The no-budget local film that's topping the Showmax charts

Mark Jackson struggled to get his film seen anywhere, until Showmax picked it up.
Mark Jackson struggled to get his film seen anywhere, until Showmax picked it up.

An independently made, low-budget local film has topped the viewing charts on streaming service Showmax.

Girl from Nowhere, directed by Cape Town film maker Mark Jackson, sees a couple pick up a mysterious hitchhiker – and then can’t get rid of her. It was picked up by Showmax and became its most watched film on the platform for nearly two weeks after its release on July 1.

Showmax wrote on its website: “After its debut ... the grindhouse thriller stayed in the top 10 position for 10 weeks. At the time of writing [October 31], Girl from Nowhere was the 11th most popular movie of the year on Showmax so far, across both local and international titles.”

Jackson is thrilled with the movie’s success, telling City Press in an email that at first, no one wanted to pick it up.

“My dodgy, no-budget movie was rejected by everyone. Most of the local distributors wouldn’t even watch it. But then I managed to squeeze it into the Cape Town film festival last year at the very last minute for one 12pm screening, attended by eight people – and then in June this year, finally, Showmax bought it.”

The movie stars Tamryn Speirs, Scot Cooper and Christia Visser. Visser also performed in the docu-drama Alison, a film about the brutal rape and stabbing of Alison Botha that took place in Port Elizabeth more than two decades ago.

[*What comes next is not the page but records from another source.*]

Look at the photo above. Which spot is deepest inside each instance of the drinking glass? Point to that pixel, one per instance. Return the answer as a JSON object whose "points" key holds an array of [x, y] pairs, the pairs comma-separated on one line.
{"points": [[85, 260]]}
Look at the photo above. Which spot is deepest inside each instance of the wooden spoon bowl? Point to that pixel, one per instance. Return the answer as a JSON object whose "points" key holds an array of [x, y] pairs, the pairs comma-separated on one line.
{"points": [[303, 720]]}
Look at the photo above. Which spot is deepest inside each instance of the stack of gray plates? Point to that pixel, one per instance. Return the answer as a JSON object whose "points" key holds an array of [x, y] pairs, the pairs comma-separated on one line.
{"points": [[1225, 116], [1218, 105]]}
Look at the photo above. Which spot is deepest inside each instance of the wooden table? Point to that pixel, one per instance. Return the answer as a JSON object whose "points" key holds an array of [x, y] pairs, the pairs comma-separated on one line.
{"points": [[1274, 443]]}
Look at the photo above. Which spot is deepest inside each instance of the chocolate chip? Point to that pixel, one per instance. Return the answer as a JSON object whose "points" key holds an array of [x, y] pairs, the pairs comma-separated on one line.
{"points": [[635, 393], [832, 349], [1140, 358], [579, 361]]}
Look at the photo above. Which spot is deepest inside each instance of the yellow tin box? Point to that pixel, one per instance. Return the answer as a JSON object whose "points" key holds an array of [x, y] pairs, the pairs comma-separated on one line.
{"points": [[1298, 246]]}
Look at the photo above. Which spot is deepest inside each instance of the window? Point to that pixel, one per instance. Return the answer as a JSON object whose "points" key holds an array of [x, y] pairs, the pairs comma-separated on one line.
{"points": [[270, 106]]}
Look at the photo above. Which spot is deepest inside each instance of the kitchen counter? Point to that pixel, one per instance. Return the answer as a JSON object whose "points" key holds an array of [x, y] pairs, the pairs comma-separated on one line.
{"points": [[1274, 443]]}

Girl from Nowhere was shot by hand-held camera in 13 days, with a crew of just six people on Petersfield farm in Citrusdal in the Cedarberg, and Johnson used his own money.

“It cost much less than a low-budget TV commercial.”

We asked Jackson why he thought the film had been successful on Showmax. “I think Showmax viewers are looking for something different. South Africa is producing some great Afrikaans films, which is wonderful, but perhaps there’s also a need for even more local films in other languages too, and in this case, more English-language movies?”

He hopes that the film’s success will inspire others starting out in the industry.

“It might just inspire other local emerging film makers to just go for it and make a movie, even if they have no formal film degree, even if the National Film and Video Foundation rejects their script, and even if they have no funding and need to film and edit it themselves.

“And once made, the battle isn’t over. But they can still do it, despite all the naysayers, if they really stick to it. Underground films can succeed.”